On Manoranjan Byapari's book, the jury said: "Telling the story of a jailbreak during the Naxal days in Bengal, this novel reminds us of the magic of grand fiction. Beginning as a series of vignettes in a prison, it builds up, through a narrative of controlled anger and humour, into a devastating critique of what it means to be free. It leaves us with no answer, but just a sense of dread."

Hansda Sowvendra Shekhar's work, the jury said "is a writerly reflection on loss and disenfranchisement, both romantic and political. Shekhar handles big and complicated questions about social privilege, everyday corruption, sexual desire and community ties with beautiful ease, and produces a slim book that nevertheless delivers powerful blows".

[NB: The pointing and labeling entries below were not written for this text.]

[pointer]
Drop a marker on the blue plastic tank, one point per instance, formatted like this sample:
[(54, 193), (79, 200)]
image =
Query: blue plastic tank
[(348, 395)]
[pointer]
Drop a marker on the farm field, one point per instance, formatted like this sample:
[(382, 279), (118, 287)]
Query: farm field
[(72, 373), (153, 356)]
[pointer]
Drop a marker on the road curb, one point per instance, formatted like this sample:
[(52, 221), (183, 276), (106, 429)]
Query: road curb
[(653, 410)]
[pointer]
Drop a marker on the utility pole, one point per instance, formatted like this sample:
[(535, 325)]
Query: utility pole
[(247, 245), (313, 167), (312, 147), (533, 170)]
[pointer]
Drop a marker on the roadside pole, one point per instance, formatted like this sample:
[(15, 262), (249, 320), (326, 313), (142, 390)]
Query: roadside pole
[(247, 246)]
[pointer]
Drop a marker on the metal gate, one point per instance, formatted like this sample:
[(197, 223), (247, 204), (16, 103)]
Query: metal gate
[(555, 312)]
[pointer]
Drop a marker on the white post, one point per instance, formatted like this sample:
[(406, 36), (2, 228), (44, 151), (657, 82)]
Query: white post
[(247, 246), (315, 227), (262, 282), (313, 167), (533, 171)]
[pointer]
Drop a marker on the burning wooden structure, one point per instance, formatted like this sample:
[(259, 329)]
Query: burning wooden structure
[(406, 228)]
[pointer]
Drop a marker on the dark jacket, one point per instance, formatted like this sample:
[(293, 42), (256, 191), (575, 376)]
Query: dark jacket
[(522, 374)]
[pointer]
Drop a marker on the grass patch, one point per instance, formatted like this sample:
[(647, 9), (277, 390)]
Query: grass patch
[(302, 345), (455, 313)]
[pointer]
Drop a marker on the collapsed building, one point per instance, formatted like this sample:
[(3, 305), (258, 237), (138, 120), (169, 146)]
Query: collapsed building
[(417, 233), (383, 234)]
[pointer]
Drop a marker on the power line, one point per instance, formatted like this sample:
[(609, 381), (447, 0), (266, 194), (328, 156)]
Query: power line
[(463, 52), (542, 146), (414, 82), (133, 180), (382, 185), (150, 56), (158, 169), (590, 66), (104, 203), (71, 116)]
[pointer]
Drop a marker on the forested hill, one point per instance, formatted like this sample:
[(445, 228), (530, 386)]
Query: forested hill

Madhuri Vijay's book, the jury said, "is a wonderful experience for a reader to be inside the head and heart of this flawed, fallible but always plausible narrator-as-protagonist, protagonist as perpetrator, observer and (sometimes) victim. Without referring to overt politics, this personal story captures all the moral complexities - and the attendant hubris of outsider intervention in Kashmir".

The other members of the jury were author and critic Anjum Hasan; authors K.R. Meera and Parvati Sharma; and former Chief Economic Adviser to the Indian government Arvind Subramanian.

The longlist, announced on September 4, was chosen from a vast range of submissions by writers in fourteen states writing in six languages (Bengali, English, Hindi, Kannada, Tamil and Telugu) published between August 1, 2018 and July 31, 2019.